La FDA aprueba un medicamento nuevo para la artritis psoriásica

Otezla es un fármaco oral tan potente como un biológico, pero con menos efectos adversos.

La Agencia de Fármacos y Alimentos (FDA, por sus siglas en inglés) ha aprobado un medicamento de administración oral para la artritis psoriásica activa (AS). Apremilast (Otezla, su nombre comercial) es una clase de  fármaco clasificado como inhibidor selectivo de la enzima fosfodiesterasa 4, implicada en la inflamación. Los estudios demuestran que apremilast puede ser tan potente como los agentes biológicos disponibles actualmente en el mercado para tratar la AS, aparentemente con menores riesgos a infecciones.

El Dr. Hardin, vicepresidente del departamento de investigación de la Arthritis Foundation y profesor de medicina de la Universidad Albert Einstein en Nueva York, afirma que se trata de un avance importante y agrega: “Ahora contamos con otra opción para el tratamiento de la artritis psoriásica, lo cual es bueno porque cada quien responde de forma distinta a sus medicamentos. Además, los ensayos clínicos indican que Otezla tiene ventajas en cuanto a eficacia y seguridad”.

La artritis psoriásica es un tipo de artritis crónico, autoinmune e inflamatorio que genera dolor e inflamación articular, además de los síntomas asociados con la psoriasis. Un 30% de los individuos con psoriasis desarrollan AS. La terapia consiste en tratar los síntomas de la piel y de las articulaciones. Dependiendo de la gravedad, se puede usar uno o varios antiinflamatorios no esteroides (AINE), corticosteroides (orales o inyectables), antirreumáticos modificadores de la enfermedad (FARME) como metotrexato y biológicos, incluyendo los inhibidores del factor de necrosis tumoral (FNT), o anti-FNT adalimumab (Humira), etanercept (Enbrel), golimumab (Simponi) e infliximab (Remicade). En 2014, FDA aprobó otra opción, ustekinumab (Stelara). Aunque ustekinumab también es un biológico, no bloquea el FNT, sino que inhibe a las moléculas interleucina 12 y 23, y en teoría podría funcionar en quienes no responden a los anti-FNT. Ustekinumab se administra como inyección, otros biológicos por infusión, mientras que apremilast es una píldora, lo que lo vuelve más atractivo.

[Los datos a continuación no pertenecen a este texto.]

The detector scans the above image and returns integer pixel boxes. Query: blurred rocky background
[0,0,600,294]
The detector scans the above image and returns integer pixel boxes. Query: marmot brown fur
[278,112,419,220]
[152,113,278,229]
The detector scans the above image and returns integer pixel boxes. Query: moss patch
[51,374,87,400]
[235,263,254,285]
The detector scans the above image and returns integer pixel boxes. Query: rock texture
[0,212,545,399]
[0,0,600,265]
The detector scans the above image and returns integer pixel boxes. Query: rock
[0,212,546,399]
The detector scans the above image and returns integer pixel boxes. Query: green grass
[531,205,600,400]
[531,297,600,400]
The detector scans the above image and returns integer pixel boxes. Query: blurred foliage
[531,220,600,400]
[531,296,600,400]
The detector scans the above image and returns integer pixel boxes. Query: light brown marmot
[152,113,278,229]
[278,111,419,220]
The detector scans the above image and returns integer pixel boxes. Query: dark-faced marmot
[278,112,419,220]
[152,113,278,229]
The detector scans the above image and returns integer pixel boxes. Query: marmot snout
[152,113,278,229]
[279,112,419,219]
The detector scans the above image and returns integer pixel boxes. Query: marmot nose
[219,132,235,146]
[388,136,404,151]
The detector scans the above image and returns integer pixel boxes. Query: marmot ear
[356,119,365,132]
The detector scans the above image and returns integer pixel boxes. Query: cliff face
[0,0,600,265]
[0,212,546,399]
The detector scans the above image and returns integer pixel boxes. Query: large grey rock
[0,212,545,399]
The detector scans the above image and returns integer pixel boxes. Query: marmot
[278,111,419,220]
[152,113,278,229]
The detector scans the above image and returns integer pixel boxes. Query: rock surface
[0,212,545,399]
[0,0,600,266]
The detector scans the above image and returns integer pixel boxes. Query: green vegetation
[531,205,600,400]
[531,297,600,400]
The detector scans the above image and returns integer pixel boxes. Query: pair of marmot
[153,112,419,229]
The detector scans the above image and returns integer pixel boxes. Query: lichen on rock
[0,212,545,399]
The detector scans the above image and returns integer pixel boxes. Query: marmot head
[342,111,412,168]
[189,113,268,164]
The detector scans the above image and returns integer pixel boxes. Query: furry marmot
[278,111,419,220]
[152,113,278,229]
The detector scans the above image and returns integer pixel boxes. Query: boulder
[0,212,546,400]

En un ensayo clínico de fase 3, las personas tratadas con apremilast mostraron mejoras significativas en las señales y síntomas de la AS, incluyendo articulaciones hinchadas y dolorosas, función física y síntomas cutáneos, después de 16 semanas de tratamiento. Específicamente, 31 a 40% de los pacientes (dependiendo de la dosis recibida) experimentó mejorías de al menos 20%  (según criterio del Colegio Americano de Reumatología) comparado con 19% de los participantes que tomaron placebo.

Los doctores pueden usar apremilast en quienes no les sirven otros medicamentos, o lo pueden recetar antes en el curso de la enfermedad. “Podría considerarse la terapia de elección dada su eficacia y seguridad”, indica el Dr. Philip Mease, director de investigación de reumatología del Centro Médico Sueco y profesor de la Facultad de Medicina de la Universidad de Washington. “No obstante, en realidad, considerando el precio y el hecho de ser nuevo, los gerentes de formularios de las compañías de seguros y de programas como Medicare y Medicaid seguramente requerirán que los médicos prueben primero una terapia genérica como la del metotrexato”, agrega.

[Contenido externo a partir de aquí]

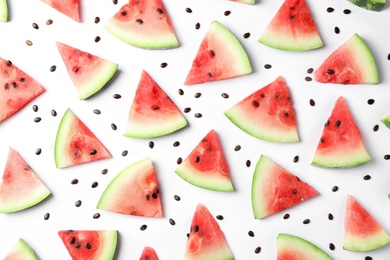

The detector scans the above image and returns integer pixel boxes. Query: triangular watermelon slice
[124,71,188,138]
[97,158,163,218]
[58,230,118,260]
[0,148,51,213]
[276,234,332,260]
[104,0,179,49]
[175,130,234,191]
[183,203,234,260]
[41,0,80,22]
[0,58,45,122]
[225,77,299,142]
[259,0,323,51]
[54,109,111,168]
[312,97,371,168]
[314,33,378,84]
[252,155,319,219]
[184,21,252,85]
[343,195,390,252]
[56,42,118,99]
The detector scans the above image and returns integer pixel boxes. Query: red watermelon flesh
[259,0,323,51]
[312,97,371,168]
[97,158,163,218]
[183,203,234,260]
[225,77,299,142]
[314,33,378,84]
[175,130,234,191]
[252,155,319,219]
[41,0,80,22]
[343,195,390,252]
[0,58,45,122]
[58,230,118,260]
[184,21,252,85]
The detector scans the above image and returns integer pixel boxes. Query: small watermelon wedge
[259,0,323,51]
[314,33,378,84]
[224,77,299,142]
[276,233,332,260]
[252,155,319,219]
[104,0,179,49]
[343,195,390,252]
[97,158,163,218]
[183,203,234,260]
[0,148,51,213]
[184,21,252,85]
[312,96,371,168]
[56,41,118,100]
[41,0,81,23]
[58,230,118,260]
[0,58,45,122]
[124,71,188,138]
[54,108,111,168]
[3,239,39,260]
[175,129,234,192]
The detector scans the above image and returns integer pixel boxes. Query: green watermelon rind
[277,233,332,260]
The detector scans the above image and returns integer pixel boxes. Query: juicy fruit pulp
[252,155,319,219]
[225,77,299,142]
[104,0,179,49]
[97,158,163,218]
[184,21,252,85]
[312,97,371,168]
[175,130,234,191]
[259,0,323,51]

El Dr. Mease, investigador en los ensayos clínicos y que también ha fungido como asesor y portavoz del  la corporación Celgene, fabricante de apremilast (y otras compañías farmacéuticas) explica: “Su eficacia parece ser mayor cuando se usa precozmente en la terapia… quizá no sea tan eficaz más adelante en el curso del tratamiento en quienes han mostrado una respuesta inadecuada a varios agentes biológicos”.

A diferencia de la mayoría de los medicamentos biológicos, apremilast no parece aumentar el riesgo a infecciones graves. Según el Dr. Mease “Presenta algunas cuestiones de tolerancia, como diarrea y náusea, particularmente la primera vez que el paciente lo toma. Sin embargo, estos efectos secundarios tienden a ser leves a moderados y pueden disminuir con el uso. Ha habido muy pocos efectos adversos severos asociados a su uso”.

La meta del tratamiento es mejorar tanto los síntomas articulares como los de la piel, así como también prevenir el daño permanente a las articulaciones.